I have always been told it can. On just about every form from the essential IC to gym application forms (why?) I am asked if I am Chinese, Indian, Malay or other.
From birth I have been taught to answer that I am Indian. Though I am a Singapore citizen born in Singapore to parents born in Singapore and with my grandparents also, largely, born in Singapore
I have also been told since birth that I am different from the majority of Singaporeans who are Chinese. But when you really give this some thought, it doesn’t make that much sense.
What is Indian about a person whose ancestors have been born in Singapore and Malaysia for over five generations? Who has been to India, at most three times in her life.
The answer is well, maybe not that much. I can speak Tamil because Singapore’s education system forced you (circa 1990 but it is a little different now) to study your “mother tongue” (my mother’s tongue is largely English but she’s brown so Tamil it was).
Now I am very happy I speak Tamil and I wish I spoke it better, but does that make me Indian?
I have an aunt who is of Chinese ethnicity but was raised by Singaporean Indians and went on to marry one: is she therefore Indian?
And what if you, or your parents at least, didn’t eat the bitterness of the Cultural Revolution, don’t know the pain of Gao Kao (national exams), don’t know your Liang Hui (annual political decision-making session) from your Zhèngzhìjú (Politburo), can you really be Chinese?
For the most part, I think not. National identity is about more than language or skin colour, it’s about feeling comfortable in the place you’re in, knowing where you belong and having a set of references and experiences you can share.
But how can someone who has never seen a country belong there? For years and generations, many Singapore Chinese never set foot in China.
These people created a culture of their own — from laksa to the Nonya kebaya — this culture was a clear fusion of Chinese and indigenous elements.
It was the British with their obsession for classifying, the Singapore government with its determination to foster a Chinese identity and the intolerance of regional governments who made ethnic Chinese feel unwelcome that created this determination for a people to pronounce themselves Chinese.

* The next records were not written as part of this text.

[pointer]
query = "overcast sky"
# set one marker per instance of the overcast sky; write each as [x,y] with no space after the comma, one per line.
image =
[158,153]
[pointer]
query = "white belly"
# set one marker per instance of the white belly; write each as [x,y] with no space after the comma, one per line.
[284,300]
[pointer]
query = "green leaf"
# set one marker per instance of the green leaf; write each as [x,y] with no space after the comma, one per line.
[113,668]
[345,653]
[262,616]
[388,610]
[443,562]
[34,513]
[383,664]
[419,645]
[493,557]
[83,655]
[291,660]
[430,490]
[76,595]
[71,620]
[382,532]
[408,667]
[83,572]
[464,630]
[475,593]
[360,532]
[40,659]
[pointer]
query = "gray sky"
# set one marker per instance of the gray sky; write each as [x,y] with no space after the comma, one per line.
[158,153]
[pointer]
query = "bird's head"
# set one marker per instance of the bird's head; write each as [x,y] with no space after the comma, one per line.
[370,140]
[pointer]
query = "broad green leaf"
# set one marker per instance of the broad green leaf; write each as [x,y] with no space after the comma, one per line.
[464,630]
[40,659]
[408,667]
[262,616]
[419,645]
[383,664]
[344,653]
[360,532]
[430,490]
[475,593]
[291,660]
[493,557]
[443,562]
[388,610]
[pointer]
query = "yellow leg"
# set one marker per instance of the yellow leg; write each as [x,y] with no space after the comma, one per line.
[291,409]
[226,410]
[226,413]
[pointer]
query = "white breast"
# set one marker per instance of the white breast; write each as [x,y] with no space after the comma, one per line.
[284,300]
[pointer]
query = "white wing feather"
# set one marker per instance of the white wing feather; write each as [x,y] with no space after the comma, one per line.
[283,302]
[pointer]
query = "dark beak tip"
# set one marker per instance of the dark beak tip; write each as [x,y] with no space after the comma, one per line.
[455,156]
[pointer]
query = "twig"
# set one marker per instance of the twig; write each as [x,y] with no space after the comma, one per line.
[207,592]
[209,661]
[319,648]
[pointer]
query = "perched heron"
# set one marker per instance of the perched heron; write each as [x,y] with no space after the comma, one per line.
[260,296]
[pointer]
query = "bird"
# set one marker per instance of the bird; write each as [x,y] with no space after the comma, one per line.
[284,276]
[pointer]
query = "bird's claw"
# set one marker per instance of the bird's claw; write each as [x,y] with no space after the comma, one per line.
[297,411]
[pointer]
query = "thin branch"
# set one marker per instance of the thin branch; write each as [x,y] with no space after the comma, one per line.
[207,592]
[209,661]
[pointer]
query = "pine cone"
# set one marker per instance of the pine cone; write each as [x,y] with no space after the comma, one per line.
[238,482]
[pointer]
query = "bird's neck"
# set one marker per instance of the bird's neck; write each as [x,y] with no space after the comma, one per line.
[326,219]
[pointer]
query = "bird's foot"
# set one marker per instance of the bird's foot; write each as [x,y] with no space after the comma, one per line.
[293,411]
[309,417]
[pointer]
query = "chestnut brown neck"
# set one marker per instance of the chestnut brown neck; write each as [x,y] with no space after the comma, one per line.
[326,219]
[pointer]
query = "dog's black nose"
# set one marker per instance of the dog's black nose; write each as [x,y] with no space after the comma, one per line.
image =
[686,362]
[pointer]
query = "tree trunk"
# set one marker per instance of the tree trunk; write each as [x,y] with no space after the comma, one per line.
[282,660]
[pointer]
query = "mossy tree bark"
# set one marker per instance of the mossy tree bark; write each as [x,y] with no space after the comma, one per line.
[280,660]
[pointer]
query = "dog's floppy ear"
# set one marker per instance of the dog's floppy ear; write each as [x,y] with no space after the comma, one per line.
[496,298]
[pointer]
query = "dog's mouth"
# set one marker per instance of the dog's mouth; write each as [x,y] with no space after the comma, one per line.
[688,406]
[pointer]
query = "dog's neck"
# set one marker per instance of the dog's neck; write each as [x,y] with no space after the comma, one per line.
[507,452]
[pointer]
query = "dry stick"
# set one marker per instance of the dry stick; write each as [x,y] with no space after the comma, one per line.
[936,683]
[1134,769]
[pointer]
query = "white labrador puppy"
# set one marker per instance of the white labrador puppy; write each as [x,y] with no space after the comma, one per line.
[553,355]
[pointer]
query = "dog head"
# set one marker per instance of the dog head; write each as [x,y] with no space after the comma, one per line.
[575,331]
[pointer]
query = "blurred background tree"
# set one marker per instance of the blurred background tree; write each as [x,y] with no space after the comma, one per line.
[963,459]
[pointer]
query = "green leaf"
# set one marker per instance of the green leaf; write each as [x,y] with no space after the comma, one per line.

In other settler-dominated nations like Australia, Argentina and New Zealand you don’t see this as much. Many/most white Australians/New Zealanders are of English descent (unlike the USA where there are all sorts of origins) but for the most part they don’t go around saying they are English though they are in fact at least as English as I am Indian or Singapore Chinese are Chinese.
But in Singapore we are quite fixated on the idea of “race” (though we mean ethnicity, at best). We commonly say things like: I saw an Indian guy arguing with a Chinese taxi driver. Though we know neither of these guys is Indian or Chinese, they are both Singaporean.
It doesn’t have to be like this. In Thailand a huge number of people (up to 25 million or nearly 40 per cent of the population) are of partial Chinese descent — opposition supremo Thaksin Shinawatra and millions of others all have ancestors from Southern China but they clearly identify as Thai first with Chinese ancestry being, generally, a very secondary part of their identity.
This makes sense to me; while I don’t deny my Indian heritage I am Singaporean first, Westernised second, a Yishun-rep third, a Beyonce fan fourth or something like that. Identity is layered and complex; where does India fit in my identity — somewhere but not too much.
Our ethnic origin is only a part of our identity and trying to equate us with the land of our ancestors will only weaken our actual nation.
If you tell people from birth that they are Chinese, and if they must state their Chineseness over and over again, would you be surprised if some of them end up being loyal to China?